Ishikawa brought me a document purporting to be a protest of the retainers of Awa, Hizen, Higo, Chikuzen and other great daimiôs against the violent proceedings of the Satsuma party, and insisting on the convocation of a general council. As far as could be inferred from their language, it did not appear that war was contemplated by either party. We heard that in a day or two Owari, Echizen and the court noble Iwakura would come down to receive the Tokugawa answer to the demands already mentioned. The troops of Sakai Uta no Kami of Obama in Wakasa, a powerful adherent of the Uyésama, had been sent to Nishinomiya, where there were probably Satsuma and Chôshiû troops. Endo however was of opinion that war would certainly break out.
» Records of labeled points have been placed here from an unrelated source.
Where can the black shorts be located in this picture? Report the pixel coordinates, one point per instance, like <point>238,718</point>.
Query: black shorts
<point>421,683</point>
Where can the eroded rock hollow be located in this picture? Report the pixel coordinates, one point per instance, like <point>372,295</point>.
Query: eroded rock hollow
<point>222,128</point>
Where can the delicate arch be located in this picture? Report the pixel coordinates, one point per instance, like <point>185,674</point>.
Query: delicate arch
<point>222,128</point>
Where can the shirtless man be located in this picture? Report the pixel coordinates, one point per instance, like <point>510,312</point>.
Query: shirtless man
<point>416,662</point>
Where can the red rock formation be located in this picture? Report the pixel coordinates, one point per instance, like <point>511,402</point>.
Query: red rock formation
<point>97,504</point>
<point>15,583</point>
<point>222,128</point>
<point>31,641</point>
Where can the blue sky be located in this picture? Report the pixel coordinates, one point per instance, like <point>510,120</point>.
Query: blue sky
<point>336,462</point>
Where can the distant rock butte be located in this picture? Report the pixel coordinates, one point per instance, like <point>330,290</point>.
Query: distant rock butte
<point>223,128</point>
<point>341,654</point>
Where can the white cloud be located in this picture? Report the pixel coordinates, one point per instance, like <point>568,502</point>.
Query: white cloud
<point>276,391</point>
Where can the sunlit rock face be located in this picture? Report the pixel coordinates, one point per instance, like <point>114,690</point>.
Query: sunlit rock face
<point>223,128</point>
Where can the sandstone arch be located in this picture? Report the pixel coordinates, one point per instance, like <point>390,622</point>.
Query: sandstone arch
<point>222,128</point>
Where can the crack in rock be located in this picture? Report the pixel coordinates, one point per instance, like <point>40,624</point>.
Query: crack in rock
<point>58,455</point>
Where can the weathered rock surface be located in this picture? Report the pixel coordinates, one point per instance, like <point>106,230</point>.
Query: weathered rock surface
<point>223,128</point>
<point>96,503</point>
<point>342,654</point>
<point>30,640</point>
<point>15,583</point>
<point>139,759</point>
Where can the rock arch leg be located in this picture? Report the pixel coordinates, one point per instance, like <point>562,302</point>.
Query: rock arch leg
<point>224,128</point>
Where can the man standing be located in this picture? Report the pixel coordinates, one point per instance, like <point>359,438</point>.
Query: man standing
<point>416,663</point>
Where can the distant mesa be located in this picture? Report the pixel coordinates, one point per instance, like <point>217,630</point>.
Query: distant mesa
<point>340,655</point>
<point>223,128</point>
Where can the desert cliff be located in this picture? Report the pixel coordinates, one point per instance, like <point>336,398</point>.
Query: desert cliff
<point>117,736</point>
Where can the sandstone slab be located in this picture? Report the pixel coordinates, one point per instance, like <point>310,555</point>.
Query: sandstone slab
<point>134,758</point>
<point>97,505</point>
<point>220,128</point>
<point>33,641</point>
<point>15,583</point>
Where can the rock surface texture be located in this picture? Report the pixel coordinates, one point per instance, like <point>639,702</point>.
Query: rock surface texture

He said that a hundred of Satsuma's people arrived from Kiôto last night to escort thither the five court nobles who had been recalled from exile.

On the 12th I went to see Kuroda Shinyémon and Koba Dennai, and gave them copies of the address of the foreign diplomatic representatives to the ci-devant Tycoon as well as of his reply. They acknowledged the authenticity of the protest of Awa and the other eleven clans, and said that there were others who had disapproved of his restoring the sovereign power to the Mikado. From this it was evident to me that the reason why the five clans were in such a hurry to act was that they wanted to carry out their plans before the others arrived. Kaga was said to have left Kiôto in order to muster his forces for the assistance of Keiki. It now became evident that the Tokugawa party were preparing for war. Kishiû's men were at Tennôji, Sumiyoshi, and Kidzu, close to Ozaka. Aidzu had occupied the castle of Yodo, a few miles south of Kiôto on the direct road, with 500 of his own troops, and 300 of the Shinsen-gumi, a recently raised body of Tokugawa infantry, had also proceeded thither, while all along the road small detachments were stationed. Owari, Echizen and Iwakura were expected on the 18th January, but it was possible that the five clans might march on Ozaka before that date.

Koba Dennai invited us to the Satsuma yashiki on the 14th, so Mitford and I went there, and there we met Terashima Tôzô (formerly known as Matsugi Kôan), who had arrived from Kiôto that morning. He explained that it was thought better to delay issuing the Mikado's announcement to foreign countries of his having assumed the government until the question of a surrender of territory by the late Tycoon, which Owari and Echizen had undertaken to arrange, should be settled. (It must be understood that in conversation with Japanese this title was never employed, as it was only invented for foreign use. Either Tokugawa, or the Baku-fu, was the term we employed.) It had been originally proposed that only Aidzu and Kuwana should come down to Ozaka, in order to return by sea to their respective countries, but as they were unwilling to come alone, Keiki was allowed to accompany them. The territory to be surrendered by him was to form the nucleus of a national treasury, and it had been proposed by Tosa and some other clans that each daimiô should sacrifice a smaller proportion for the same purpose, but Satsuma objected to this latter part of the scheme. The Mikado's notification would be in archaic Japanese, [6] stating that he was the head of the confederated daimiôs, that he alone was the sovereign of Japan, that the office of Shôgun was abolished, that the government was entrusted to a general council of daimiôs subject to his supervision, and lastly that the treaties were to be remodelled in his name. We quite agreed with him that to issue the announcement in the present undecided state of affairs would be premature. A civil governor had been appointed for Kiôto, and a night patrol to arrest marauders and disturbers of the public peace. Of course Keiki's plan of calling a general council of daimiôs to deliberate on the state of the country was put forward because he was certain of securing a majority by the aid of those of them who were his own vassals, and that he would get a vote carried in favour of reinstating him in his previous position of authority. This stratagem had been defeated by the bold stroke of Satsuma getting possession of the Mikado's person.